Embracing Risk: How Uber GC Salle Yoo Defines Her Career

Embracing Risk: How Uber GC Salle Yoo Defines Her Career

When you first enter Uber’s San Francisco headquarters, the buzzing of activity and achievement gradually swells all around you. It’s exactly what you would expect from a company whose size has more than doubled each year since its launch in 2010, delivering services in over 72 countries and 425 cities worldwide, and disrupting an industry that has been stagnant for decades. As Uber employees energetically zoom by in feverish conversation, Uber’s General Counsel, Salle Yoo, stands out as a centering force of calm, reason and thoughtfulness – an exterior hiding what’s clear as soon as she begins speaking: Yoo is a dynamic risk-taker.

The only word to describe Yoo’s first job in-house is “revolutionary.” Yoo has tackled some of the most intricate and complex legal issues across a multitude of both US and international jurisdictions, faced uphill litigation battles, and redefined the idea of risk. While, undoubtedly, Yoo’s success can be attributed to a variety of “right moves,” it is fundamentally defined by two characteristics.

1. Asking the Right Questions

Yoo’s journey with Uber began with a simple question: what’s the worst thing that could happen? In Yoo’s thirteen years at Davis Wright Tremaine LLP, her practice was an unusual mix of litigation and regulatory. She represented companies in California Public Utilities Commission proceedings but was also on the trial team that represented an airline in an insurance coverage case arising from the events of 9/11. Yoo wasn’t looking to leave her firm, but one weekend in April 2012, as she was juggling the competing demands of a birthday party for her young stepsons and the litigation needs of a new client who wanted to file a writ of mandamus on Monday, she became, in her own words “ripe for the picking [to go in-house].”

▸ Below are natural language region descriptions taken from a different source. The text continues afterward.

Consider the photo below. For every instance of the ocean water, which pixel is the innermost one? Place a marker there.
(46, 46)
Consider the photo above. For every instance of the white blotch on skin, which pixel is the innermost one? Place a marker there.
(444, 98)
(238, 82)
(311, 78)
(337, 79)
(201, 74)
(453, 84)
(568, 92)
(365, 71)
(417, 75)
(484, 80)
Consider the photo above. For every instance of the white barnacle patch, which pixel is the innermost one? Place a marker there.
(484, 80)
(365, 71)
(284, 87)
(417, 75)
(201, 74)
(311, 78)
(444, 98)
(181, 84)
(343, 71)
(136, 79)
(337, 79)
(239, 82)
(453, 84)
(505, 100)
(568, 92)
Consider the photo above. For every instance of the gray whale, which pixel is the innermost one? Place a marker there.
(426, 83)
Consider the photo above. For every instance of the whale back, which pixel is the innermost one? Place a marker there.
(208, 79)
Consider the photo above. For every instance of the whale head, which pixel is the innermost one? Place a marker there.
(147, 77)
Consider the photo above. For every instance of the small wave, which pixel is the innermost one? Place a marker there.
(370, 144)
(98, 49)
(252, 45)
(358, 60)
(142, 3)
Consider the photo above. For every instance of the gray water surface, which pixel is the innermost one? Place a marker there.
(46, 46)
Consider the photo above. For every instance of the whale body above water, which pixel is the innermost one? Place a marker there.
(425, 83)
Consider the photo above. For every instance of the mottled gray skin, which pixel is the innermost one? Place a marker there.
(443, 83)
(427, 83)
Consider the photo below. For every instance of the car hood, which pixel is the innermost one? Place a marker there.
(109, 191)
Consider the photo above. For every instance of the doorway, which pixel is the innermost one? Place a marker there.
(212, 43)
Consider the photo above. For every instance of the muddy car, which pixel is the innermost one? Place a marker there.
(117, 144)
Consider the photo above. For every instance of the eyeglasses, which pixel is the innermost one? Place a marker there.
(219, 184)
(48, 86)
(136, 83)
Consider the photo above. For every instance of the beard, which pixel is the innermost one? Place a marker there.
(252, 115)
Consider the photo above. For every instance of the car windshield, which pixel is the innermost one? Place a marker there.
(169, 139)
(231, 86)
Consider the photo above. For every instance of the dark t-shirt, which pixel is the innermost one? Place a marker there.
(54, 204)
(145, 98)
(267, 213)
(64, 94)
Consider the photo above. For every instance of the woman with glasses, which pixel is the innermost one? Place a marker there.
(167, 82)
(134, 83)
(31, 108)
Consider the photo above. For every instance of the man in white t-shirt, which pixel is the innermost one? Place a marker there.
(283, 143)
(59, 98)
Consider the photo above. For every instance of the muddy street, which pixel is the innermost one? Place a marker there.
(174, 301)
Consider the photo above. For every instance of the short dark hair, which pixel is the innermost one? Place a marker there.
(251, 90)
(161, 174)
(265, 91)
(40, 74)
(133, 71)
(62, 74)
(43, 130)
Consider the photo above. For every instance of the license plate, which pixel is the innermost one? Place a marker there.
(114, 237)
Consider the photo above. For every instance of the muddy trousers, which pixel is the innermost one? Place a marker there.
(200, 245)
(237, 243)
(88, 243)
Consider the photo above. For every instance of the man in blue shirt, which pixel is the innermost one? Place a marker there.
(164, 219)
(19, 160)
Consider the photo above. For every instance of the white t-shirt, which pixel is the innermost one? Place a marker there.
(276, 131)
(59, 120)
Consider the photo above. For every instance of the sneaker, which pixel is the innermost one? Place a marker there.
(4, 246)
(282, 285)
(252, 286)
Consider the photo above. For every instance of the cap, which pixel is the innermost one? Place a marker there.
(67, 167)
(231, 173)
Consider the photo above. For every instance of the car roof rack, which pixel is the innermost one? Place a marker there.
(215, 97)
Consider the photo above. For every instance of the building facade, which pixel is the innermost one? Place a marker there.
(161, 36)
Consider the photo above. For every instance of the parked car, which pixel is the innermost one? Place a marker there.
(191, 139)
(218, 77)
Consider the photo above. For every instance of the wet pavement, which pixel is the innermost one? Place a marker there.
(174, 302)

“The truth is that I didn’t actually know what Uber was when this job was first presented to me. That has been the cause of quite a few good laughs over the last four years,” says Yoo. Like all startups, Uber had an uncertain future and Yoo would leave the security of a law firm to join as its first lawyer. What really convinced Yoo to take the plunge despite the risk was asking herself the right questions.

Yoo says, “I read the job description and it was quite the mix of legal knowledge and surprisingly, I met every bullet point. I felt like the job was actually describing me better than I could.” While she wasn’t sure of everything the job would entail, she was excited at the opportunity but a bit unsure of leaving law firm life. “Lawyers are generally fairly risk-adverse. When I thought of leaving my law partnership for a start-up, it seemed pretty risky. But I decided that the real question in front of me was, when is the next time I’ll get an offer to be GC of a tech company?” Yoo says. “And more importantly, the right question was what’s the worst that could happen to my career?

When Yoo took the job, she realized that, like her, Uber was about taking risks. The company is constantly pushing boundaries and changing the status quo. “One thing that start-ups believe is that standing still is moving backwards.” Managing legal risk while helping her company push forward as fast as possible has been instrumental to Yoo’s success. Yoo has reiterated and perfected the art of asking the right questions — even if they’re deceptively simple — in her four years at Uber.

2. Defining the “General” in “General Counsel”

As Uber’s first General Counsel, Yoo defined what the position meant to her and to her company. “When I first took this job, I had this idea that the ‘general’ in General Counsel means something more akin to an army general,” Yoo says. “But as Gordy Davidson (Fenwick, LLP), my outside counsel soon pointed out to me, ‘general’ actually means being able to broadly tackle any issue, whether familiar or not, in a thoughtful, business-oriented, and efficient manner.” As Yoo became more comfortable in her role, she realized how to put this into practice. She explains, “Ultimately, in a fast-paced startup, in order to succeed as General Counsel you have to focus on three things: growth, scale, and speed. You cannot let one fall off or the other two suffer greatly. All are critical for a company in high-growth mode.”

General Counsel often come from law firm backgrounds and are trained that it is critical to be a master of one’s craft. The transition to in-house can be quite treacherous, as a General Counsel’s success often requires being comfortable with the idea that they are the master of nothing, but must spot the issues in almost anything. “One of the most amazing things about becoming General Counsel of a company on the forefront of making legislative changes and completely revolutionizing an industry is the liberty to take risks,” says Yoo. “I’ve stopped counting the number of times the answer to a problem has been ‘well, it’s never been done before, but let’s figure out a way to move forward!”

In Yoo’s world, the word “risk” seems nearly synonymous with revolutionary. Both in the decision to join Uber and in her commitment to get incredibly comfortable with being uncomfortable, Yoo is reimagining what the traditional General Counsel role of “managing risk” is all about. As her department continues to expand, perhaps Yoo’s most long-lasting legacy will be having trained an entire cadre of lawyers to look at risk in a completely new and unique way. As she has pushed herself far outside of her 2012 comfort zone, she is also leading by example and embodying the very notion of fearlessness.